Never expose unsafe to the world. Create a safe function that calls the unsafe block. The safe function checks preconditions. If checks fail, return Err. If checks pass, enter unsafe. This isolates the risk. Other Rust code calls safe_distance and never sees unsafe.
Convention aside: For large C headers, writing extern blocks by hand is error-prone. The community standard is to use bindgen. This tool parses C headers and generates Rust extern blocks and #[repr(C)] structs automatically. It handles platform-specific types and complex macros. Use bindgen for anything more than a handful of functions.
The SAFETY Comment: Your Proof
The compiler does not read comments. The next developer reads them. Every unsafe block needs a // SAFETY: comment. This comment lists the invariants that make the code safe. It is a proof. If you cannot write the proof, the code is not safe.
A good SAFETY comment answers specific questions:
- Is the pointer non-null?
- Is the data valid for the required duration?
- Are there aliasing violations?
- Does the C function have side effects that break Rust assumptions?
Bad comments say "This is safe." Good comments say "The pointer is non-null because it comes from Box::into_raw. The data is valid because the Box is not dropped until the end of the function."
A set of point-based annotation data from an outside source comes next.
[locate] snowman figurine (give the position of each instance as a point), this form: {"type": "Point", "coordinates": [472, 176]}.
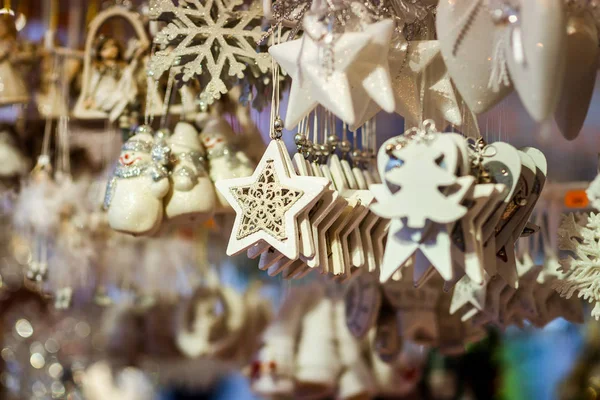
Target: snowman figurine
{"type": "Point", "coordinates": [192, 196]}
{"type": "Point", "coordinates": [134, 194]}
{"type": "Point", "coordinates": [224, 162]}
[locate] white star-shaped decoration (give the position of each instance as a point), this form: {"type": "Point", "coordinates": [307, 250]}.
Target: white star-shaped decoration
{"type": "Point", "coordinates": [268, 203]}
{"type": "Point", "coordinates": [312, 84]}
{"type": "Point", "coordinates": [372, 71]}
{"type": "Point", "coordinates": [468, 292]}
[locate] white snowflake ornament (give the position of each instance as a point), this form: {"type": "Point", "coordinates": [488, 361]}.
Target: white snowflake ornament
{"type": "Point", "coordinates": [215, 38]}
{"type": "Point", "coordinates": [582, 272]}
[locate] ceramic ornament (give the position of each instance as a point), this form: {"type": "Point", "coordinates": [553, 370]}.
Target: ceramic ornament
{"type": "Point", "coordinates": [99, 383]}
{"type": "Point", "coordinates": [223, 160]}
{"type": "Point", "coordinates": [536, 55]}
{"type": "Point", "coordinates": [192, 197]}
{"type": "Point", "coordinates": [313, 82]}
{"type": "Point", "coordinates": [201, 332]}
{"type": "Point", "coordinates": [374, 76]}
{"type": "Point", "coordinates": [273, 371]}
{"type": "Point", "coordinates": [416, 307]}
{"type": "Point", "coordinates": [135, 192]}
{"type": "Point", "coordinates": [268, 202]}
{"type": "Point", "coordinates": [109, 80]}
{"type": "Point", "coordinates": [580, 74]}
{"type": "Point", "coordinates": [472, 46]}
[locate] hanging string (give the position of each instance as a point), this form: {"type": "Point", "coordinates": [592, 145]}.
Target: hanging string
{"type": "Point", "coordinates": [275, 92]}
{"type": "Point", "coordinates": [167, 101]}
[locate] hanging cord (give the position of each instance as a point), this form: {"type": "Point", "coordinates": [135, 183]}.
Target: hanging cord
{"type": "Point", "coordinates": [149, 114]}
{"type": "Point", "coordinates": [275, 131]}
{"type": "Point", "coordinates": [167, 101]}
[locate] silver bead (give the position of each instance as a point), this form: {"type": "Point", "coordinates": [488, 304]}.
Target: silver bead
{"type": "Point", "coordinates": [162, 134]}
{"type": "Point", "coordinates": [143, 129]}
{"type": "Point", "coordinates": [332, 140]}
{"type": "Point", "coordinates": [299, 139]}
{"type": "Point", "coordinates": [345, 146]}
{"type": "Point", "coordinates": [278, 125]}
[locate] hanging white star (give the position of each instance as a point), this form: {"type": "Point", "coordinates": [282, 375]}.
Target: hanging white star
{"type": "Point", "coordinates": [268, 203]}
{"type": "Point", "coordinates": [312, 82]}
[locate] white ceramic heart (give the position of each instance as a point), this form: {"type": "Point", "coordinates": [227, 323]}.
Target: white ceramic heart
{"type": "Point", "coordinates": [580, 75]}
{"type": "Point", "coordinates": [536, 55]}
{"type": "Point", "coordinates": [468, 42]}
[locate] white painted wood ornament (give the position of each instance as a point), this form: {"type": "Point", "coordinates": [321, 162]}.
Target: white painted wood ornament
{"type": "Point", "coordinates": [268, 203]}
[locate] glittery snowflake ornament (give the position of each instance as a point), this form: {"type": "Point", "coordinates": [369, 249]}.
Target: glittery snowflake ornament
{"type": "Point", "coordinates": [208, 38]}
{"type": "Point", "coordinates": [581, 237]}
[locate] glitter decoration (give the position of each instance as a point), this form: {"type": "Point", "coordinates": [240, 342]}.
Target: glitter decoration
{"type": "Point", "coordinates": [213, 38]}
{"type": "Point", "coordinates": [264, 203]}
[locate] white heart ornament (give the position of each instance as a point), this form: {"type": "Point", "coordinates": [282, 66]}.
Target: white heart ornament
{"type": "Point", "coordinates": [580, 75]}
{"type": "Point", "coordinates": [536, 55]}
{"type": "Point", "coordinates": [469, 42]}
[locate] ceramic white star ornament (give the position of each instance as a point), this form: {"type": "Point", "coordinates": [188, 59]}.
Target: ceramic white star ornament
{"type": "Point", "coordinates": [312, 83]}
{"type": "Point", "coordinates": [372, 70]}
{"type": "Point", "coordinates": [268, 203]}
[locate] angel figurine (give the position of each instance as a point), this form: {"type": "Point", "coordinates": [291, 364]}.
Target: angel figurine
{"type": "Point", "coordinates": [112, 87]}
{"type": "Point", "coordinates": [13, 89]}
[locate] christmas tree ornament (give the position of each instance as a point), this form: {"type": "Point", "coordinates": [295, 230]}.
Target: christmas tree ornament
{"type": "Point", "coordinates": [273, 371]}
{"type": "Point", "coordinates": [356, 380]}
{"type": "Point", "coordinates": [192, 197]}
{"type": "Point", "coordinates": [535, 55]}
{"type": "Point", "coordinates": [268, 203]}
{"type": "Point", "coordinates": [213, 41]}
{"type": "Point", "coordinates": [363, 300]}
{"type": "Point", "coordinates": [580, 239]}
{"type": "Point", "coordinates": [99, 383]}
{"type": "Point", "coordinates": [224, 161]}
{"type": "Point", "coordinates": [213, 323]}
{"type": "Point", "coordinates": [472, 43]}
{"type": "Point", "coordinates": [580, 74]}
{"type": "Point", "coordinates": [136, 191]}
{"type": "Point", "coordinates": [110, 86]}
{"type": "Point", "coordinates": [317, 364]}
{"type": "Point", "coordinates": [314, 81]}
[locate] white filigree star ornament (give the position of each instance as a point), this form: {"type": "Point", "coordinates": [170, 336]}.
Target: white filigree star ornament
{"type": "Point", "coordinates": [268, 203]}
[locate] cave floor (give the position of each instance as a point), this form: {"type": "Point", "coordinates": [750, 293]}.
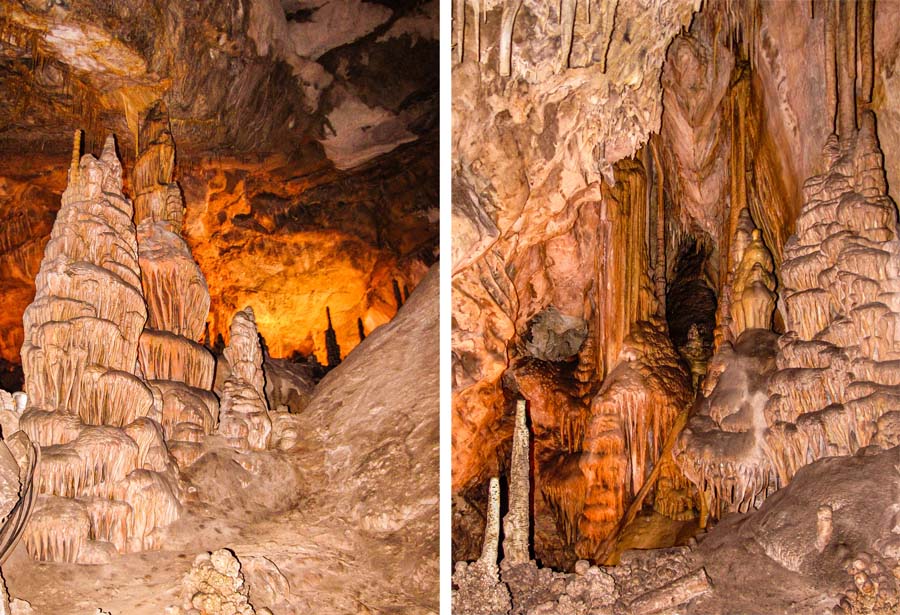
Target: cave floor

Treat the SAFETY comment as a proof. If you can't write it, you don't have one.
Pitfalls and Compiler Errors
FFI introduces bugs that Rust usually prevents. The compiler catches some mistakes, but many slip through.
If you try to dereference a raw pointer without unsafe, the compiler rejects you with E0133 (dereference of raw pointer requires unsafe block or function). This is a helpful error. It stops you from accidentally using raw pointers in safe code.
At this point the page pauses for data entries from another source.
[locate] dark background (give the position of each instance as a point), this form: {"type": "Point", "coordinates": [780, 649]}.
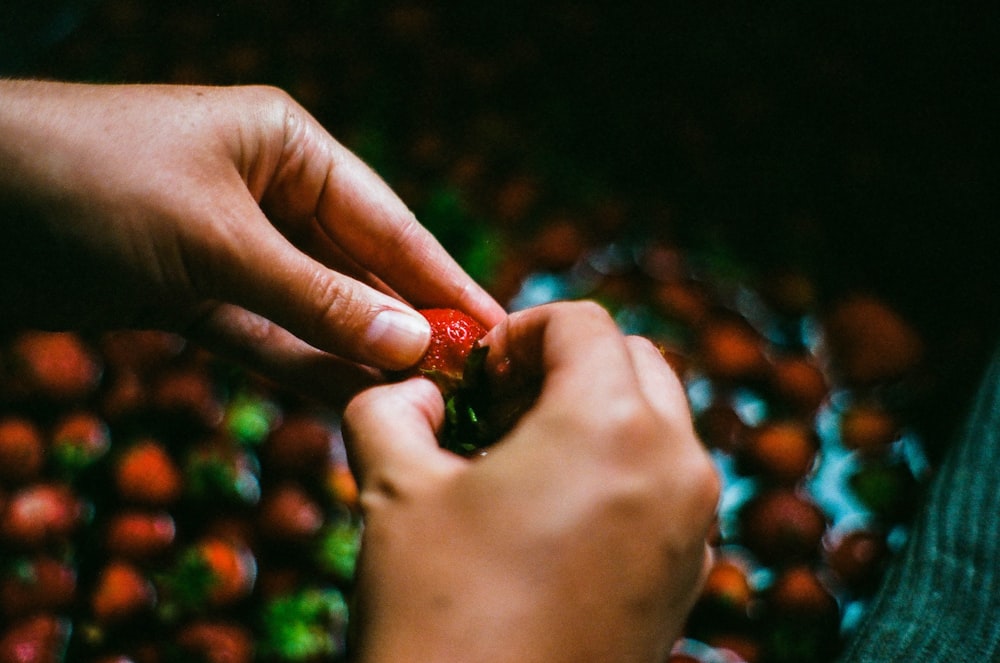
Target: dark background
{"type": "Point", "coordinates": [853, 141]}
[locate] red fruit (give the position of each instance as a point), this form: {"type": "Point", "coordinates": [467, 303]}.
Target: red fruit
{"type": "Point", "coordinates": [799, 383]}
{"type": "Point", "coordinates": [868, 342]}
{"type": "Point", "coordinates": [868, 428]}
{"type": "Point", "coordinates": [287, 513]}
{"type": "Point", "coordinates": [122, 591]}
{"type": "Point", "coordinates": [139, 535]}
{"type": "Point", "coordinates": [22, 450]}
{"type": "Point", "coordinates": [342, 486]}
{"type": "Point", "coordinates": [731, 350]}
{"type": "Point", "coordinates": [40, 514]}
{"type": "Point", "coordinates": [780, 451]}
{"type": "Point", "coordinates": [214, 571]}
{"type": "Point", "coordinates": [146, 474]}
{"type": "Point", "coordinates": [217, 642]}
{"type": "Point", "coordinates": [39, 639]}
{"type": "Point", "coordinates": [79, 439]}
{"type": "Point", "coordinates": [453, 336]}
{"type": "Point", "coordinates": [301, 446]}
{"type": "Point", "coordinates": [798, 592]}
{"type": "Point", "coordinates": [782, 526]}
{"type": "Point", "coordinates": [41, 583]}
{"type": "Point", "coordinates": [858, 558]}
{"type": "Point", "coordinates": [728, 586]}
{"type": "Point", "coordinates": [54, 365]}
{"type": "Point", "coordinates": [232, 566]}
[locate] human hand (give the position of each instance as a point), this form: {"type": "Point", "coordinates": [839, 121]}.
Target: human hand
{"type": "Point", "coordinates": [227, 214]}
{"type": "Point", "coordinates": [581, 536]}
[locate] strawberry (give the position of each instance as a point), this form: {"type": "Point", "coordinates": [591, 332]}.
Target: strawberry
{"type": "Point", "coordinates": [54, 366]}
{"type": "Point", "coordinates": [216, 642]}
{"type": "Point", "coordinates": [783, 525]}
{"type": "Point", "coordinates": [146, 474]}
{"type": "Point", "coordinates": [288, 514]}
{"type": "Point", "coordinates": [301, 446]}
{"type": "Point", "coordinates": [139, 534]}
{"type": "Point", "coordinates": [212, 572]}
{"type": "Point", "coordinates": [41, 514]}
{"type": "Point", "coordinates": [121, 591]}
{"type": "Point", "coordinates": [22, 450]}
{"type": "Point", "coordinates": [79, 440]}
{"type": "Point", "coordinates": [42, 638]}
{"type": "Point", "coordinates": [453, 337]}
{"type": "Point", "coordinates": [38, 583]}
{"type": "Point", "coordinates": [455, 361]}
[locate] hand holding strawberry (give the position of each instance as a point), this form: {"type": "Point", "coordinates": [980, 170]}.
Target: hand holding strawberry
{"type": "Point", "coordinates": [606, 454]}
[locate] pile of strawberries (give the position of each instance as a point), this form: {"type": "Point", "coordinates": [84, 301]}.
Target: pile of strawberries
{"type": "Point", "coordinates": [157, 504]}
{"type": "Point", "coordinates": [804, 404]}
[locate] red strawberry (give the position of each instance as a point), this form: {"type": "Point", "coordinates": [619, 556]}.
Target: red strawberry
{"type": "Point", "coordinates": [122, 591]}
{"type": "Point", "coordinates": [22, 450]}
{"type": "Point", "coordinates": [41, 583]}
{"type": "Point", "coordinates": [39, 639]}
{"type": "Point", "coordinates": [302, 446]}
{"type": "Point", "coordinates": [213, 571]}
{"type": "Point", "coordinates": [54, 366]}
{"type": "Point", "coordinates": [287, 513]}
{"type": "Point", "coordinates": [217, 642]}
{"type": "Point", "coordinates": [80, 439]}
{"type": "Point", "coordinates": [453, 337]}
{"type": "Point", "coordinates": [40, 514]}
{"type": "Point", "coordinates": [139, 534]}
{"type": "Point", "coordinates": [146, 474]}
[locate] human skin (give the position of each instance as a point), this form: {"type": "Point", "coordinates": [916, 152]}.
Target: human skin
{"type": "Point", "coordinates": [581, 536]}
{"type": "Point", "coordinates": [227, 214]}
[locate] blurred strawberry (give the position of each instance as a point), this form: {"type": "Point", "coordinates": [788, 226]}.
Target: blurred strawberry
{"type": "Point", "coordinates": [40, 583]}
{"type": "Point", "coordinates": [782, 526]}
{"type": "Point", "coordinates": [342, 486]}
{"type": "Point", "coordinates": [798, 383]}
{"type": "Point", "coordinates": [22, 450]}
{"type": "Point", "coordinates": [730, 350]}
{"type": "Point", "coordinates": [139, 535]}
{"type": "Point", "coordinates": [868, 342]}
{"type": "Point", "coordinates": [146, 474]}
{"type": "Point", "coordinates": [79, 439]}
{"type": "Point", "coordinates": [302, 446]}
{"type": "Point", "coordinates": [53, 366]}
{"type": "Point", "coordinates": [42, 638]}
{"type": "Point", "coordinates": [216, 642]}
{"type": "Point", "coordinates": [121, 592]}
{"type": "Point", "coordinates": [288, 514]}
{"type": "Point", "coordinates": [41, 514]}
{"type": "Point", "coordinates": [779, 451]}
{"type": "Point", "coordinates": [858, 558]}
{"type": "Point", "coordinates": [212, 572]}
{"type": "Point", "coordinates": [868, 428]}
{"type": "Point", "coordinates": [220, 472]}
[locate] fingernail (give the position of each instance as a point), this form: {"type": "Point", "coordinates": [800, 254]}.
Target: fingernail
{"type": "Point", "coordinates": [398, 338]}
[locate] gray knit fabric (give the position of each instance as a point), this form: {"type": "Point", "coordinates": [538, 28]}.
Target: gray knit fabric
{"type": "Point", "coordinates": [941, 600]}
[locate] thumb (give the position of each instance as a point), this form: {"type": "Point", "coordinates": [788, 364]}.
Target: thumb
{"type": "Point", "coordinates": [390, 430]}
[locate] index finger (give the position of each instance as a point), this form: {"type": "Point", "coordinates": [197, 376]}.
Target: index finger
{"type": "Point", "coordinates": [361, 214]}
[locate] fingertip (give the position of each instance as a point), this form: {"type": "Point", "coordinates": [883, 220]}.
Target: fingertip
{"type": "Point", "coordinates": [398, 339]}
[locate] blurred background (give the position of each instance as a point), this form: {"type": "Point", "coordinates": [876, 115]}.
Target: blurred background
{"type": "Point", "coordinates": [811, 152]}
{"type": "Point", "coordinates": [850, 142]}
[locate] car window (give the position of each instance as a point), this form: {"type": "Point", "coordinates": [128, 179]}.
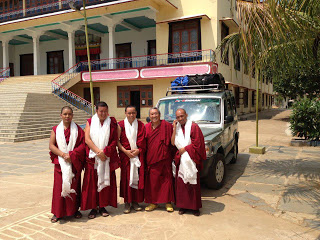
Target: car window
{"type": "Point", "coordinates": [230, 108]}
{"type": "Point", "coordinates": [227, 109]}
{"type": "Point", "coordinates": [198, 109]}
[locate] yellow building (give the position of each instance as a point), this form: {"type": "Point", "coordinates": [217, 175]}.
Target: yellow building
{"type": "Point", "coordinates": [137, 48]}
The bigger danger is passing a null pointer to a C function that expects a valid pointer. Rust has no null values. C does. If you pass a null pointer, the C function dereferences it and segfaults. Rust won't warn you. You must check for null explicitly.
Lifetimes are another trap. C functions might store pointers you give them. If the C function stores a pointer to Rust data, and Rust drops the data, the C function has a dangling pointer. This causes use-after-free bugs. You must ensure the Rust data lives as long as the C code needs it. Sometimes this means leaking memory with Box::leak or using Arc to manage lifetime across the boundary.
Calling conventions can also cause subtle bugs. On Windows, the C calling convention differs from the system calling convention. Some libraries expect extern "system" instead of extern "C". Using the wrong one corrupts the stack. Check the library documentation.
The compiler trusts you. Don't make it regret that.
Decision Matrix
Use extern "C" blocks when you have a small number of functions and want full control over the signature. Use bindgen when you are wrapping a large C header file with many structs and enums. Use #[repr(C)] on every struct that crosses the FFI boundary; omitting it is a recipe for silent memory corruption. Reach for a safe wrapper function when you want to expose the C functionality to other Rust code without leaking unsafe. Avoid raw pointers in the public API; convert them to &T or Box<T> inside the safe wrapper. Use ctypes types when you need platform-specific integer sizes that match C's int or long. Pick extern "system" on Windows when the C library documentation specifies the system calling convention.
Counter-intuitive but true: the more you use unsafe, the harder the rest of your code becomes to reason about. Isolate the FFI calls behind a clean safe API.